## A Curious Geometric Limit

Inspired by Alexander Bogomolny (@CutTheKnotMath) and his curious geometric limit, I offer this trigonometric approach.

Consider the following diagram in which we have circle X of radius 3 centered at (3,0) and circle O of radius k centered at the origin.  Call the intersection of the these circles in the first quadrant B.  Let A be the intersection of circle O with the y-axis, and extend line AB until it intersects the x-axis at E.  Our goal is to show that $\lim_{kto}OE=12$.

Consider the diagram below.

Let $\angle{OXB} = \theta$.  Some simple angle chasing, using properties of isosceles triangles and right triangles, gives us that $\angle{OEA} = \frac{\theta}{4}$.
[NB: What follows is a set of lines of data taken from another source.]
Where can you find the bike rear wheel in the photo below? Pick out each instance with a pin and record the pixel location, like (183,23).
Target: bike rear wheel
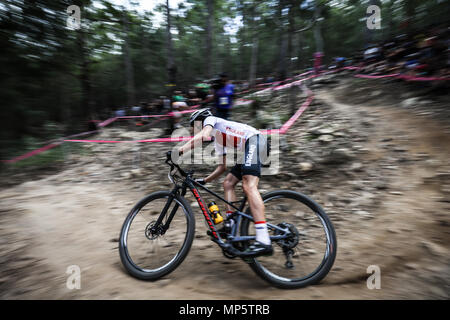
(313,241)
(149,255)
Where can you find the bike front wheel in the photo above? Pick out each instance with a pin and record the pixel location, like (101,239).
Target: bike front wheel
(148,254)
(311,246)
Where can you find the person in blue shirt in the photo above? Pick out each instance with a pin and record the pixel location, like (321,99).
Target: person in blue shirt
(223,96)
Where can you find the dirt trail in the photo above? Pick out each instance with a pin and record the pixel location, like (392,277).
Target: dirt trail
(50,224)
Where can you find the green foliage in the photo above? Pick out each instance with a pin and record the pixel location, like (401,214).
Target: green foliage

Since AO = k by definition, we have $tan(\frac{\theta}{4}) = \frac{k}{OE}$, and so OE = $\frac{k}{tan(\frac{\theta}{4}) }$.

Since OB = k is the base of isosceles triangle OXB, we can drop an altitude from X to OB and find that $sin(\frac{\theta}{2}) = \frac{\frac{k}{2}}{BX} = \frac{\frac{k}{2}}{3}$.    This gives us $k = 6sin(\frac{\theta}{2})$.

So OE =  $\frac{k}{tan(\frac{\theta}{4}) }$ =  $\frac{6sin(\frac{\theta}{2})}{tan(\frac{\theta}{4}) }$.  By the double angle formula for sine, we have

$sin(\frac{\theta}{2}) = 2sin(\frac{\theta}{4})cos(\frac{\theta}{4})$,

Making this substitution, and by writing tangent as the quotient of sine and cosine, we get

OE = $\frac{6sin(\frac{\theta}{2})}{tan(\frac{\theta}{4}) } = \frac{12sin(\frac{\theta}{4}) cos((\frac{\theta}{4}))}{\frac {sin(\frac{\theta}{4})}{cos(\frac{\theta}{4})} } = 12 {(cos(\frac{\theta}{4}))}^2$.

Finally, since $\theta\to 0$ as $k \to 0$, we have

$\lim_{k\to 0}OE = \lim_{\theta \to 0}12 {(cos(\frac{\theta}{4}))}^2 = 12\lim_{\theta \to 0} {(cos(\frac{\theta}{4}))}^2=12$.